OmniLabel: A Challenging Benchmark for Language-Based Object Detection
This provides a challenging benchmark for researchers in computer vision and natural language processing to advance language-based object detection, though it is incremental as it builds on existing evaluation needs.
The authors tackled the lack of proper evaluation for language-based object detection by introducing OmniLabel, a benchmark with a novel task definition, dataset of over 28K unique object descriptions on 25K images, and a modified average precision metric, which they validated by evaluating strong baselines.

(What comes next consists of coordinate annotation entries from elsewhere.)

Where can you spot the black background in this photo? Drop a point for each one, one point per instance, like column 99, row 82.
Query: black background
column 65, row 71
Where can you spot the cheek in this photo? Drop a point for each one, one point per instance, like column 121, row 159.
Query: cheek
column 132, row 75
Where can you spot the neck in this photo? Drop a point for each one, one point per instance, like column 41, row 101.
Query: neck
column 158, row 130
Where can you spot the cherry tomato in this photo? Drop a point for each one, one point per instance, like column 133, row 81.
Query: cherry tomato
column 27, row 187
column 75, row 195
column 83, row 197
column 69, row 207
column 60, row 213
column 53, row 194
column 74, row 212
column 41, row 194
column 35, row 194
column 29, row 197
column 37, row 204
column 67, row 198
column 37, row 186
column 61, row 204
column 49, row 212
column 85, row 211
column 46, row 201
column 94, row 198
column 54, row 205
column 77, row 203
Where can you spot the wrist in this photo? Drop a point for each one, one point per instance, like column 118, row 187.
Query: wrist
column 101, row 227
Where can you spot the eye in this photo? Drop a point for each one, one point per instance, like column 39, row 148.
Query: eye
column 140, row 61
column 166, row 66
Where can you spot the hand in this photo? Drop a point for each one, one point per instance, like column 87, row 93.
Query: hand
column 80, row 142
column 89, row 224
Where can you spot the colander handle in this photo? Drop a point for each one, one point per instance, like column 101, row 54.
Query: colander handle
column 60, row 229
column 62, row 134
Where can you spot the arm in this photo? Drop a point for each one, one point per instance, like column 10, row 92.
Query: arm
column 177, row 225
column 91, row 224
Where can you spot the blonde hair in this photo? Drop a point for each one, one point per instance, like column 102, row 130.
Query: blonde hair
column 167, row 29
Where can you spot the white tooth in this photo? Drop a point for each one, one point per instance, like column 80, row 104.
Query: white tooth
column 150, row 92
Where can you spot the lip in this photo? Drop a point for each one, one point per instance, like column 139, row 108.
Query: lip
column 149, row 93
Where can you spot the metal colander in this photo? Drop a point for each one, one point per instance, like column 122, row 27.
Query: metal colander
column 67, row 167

Language-based object detection is a promising direction towards building a natural interface to describe objects in images that goes far beyond plain category names. While recent methods show great progress in that direction, proper evaluation is lacking. With OmniLabel, we propose a novel task definition, dataset, and evaluation metric. The task subsumes standard- and open-vocabulary detection as well as referring expressions. With more than 28K unique object descriptions on over 25K images, OmniLabel provides a challenging benchmark with diverse and complex object descriptions in a naturally open-vocabulary setting. Moreover, a key differentiation to existing benchmarks is that our object descriptions can refer to one, multiple or even no object, hence, providing negative examples in free-form text. The proposed evaluation handles the large label space and judges performance via a modified average precision metric, which we validate by evaluating strong language-based baselines. OmniLabel indeed provides a challenging test bed for future research on language-based detection.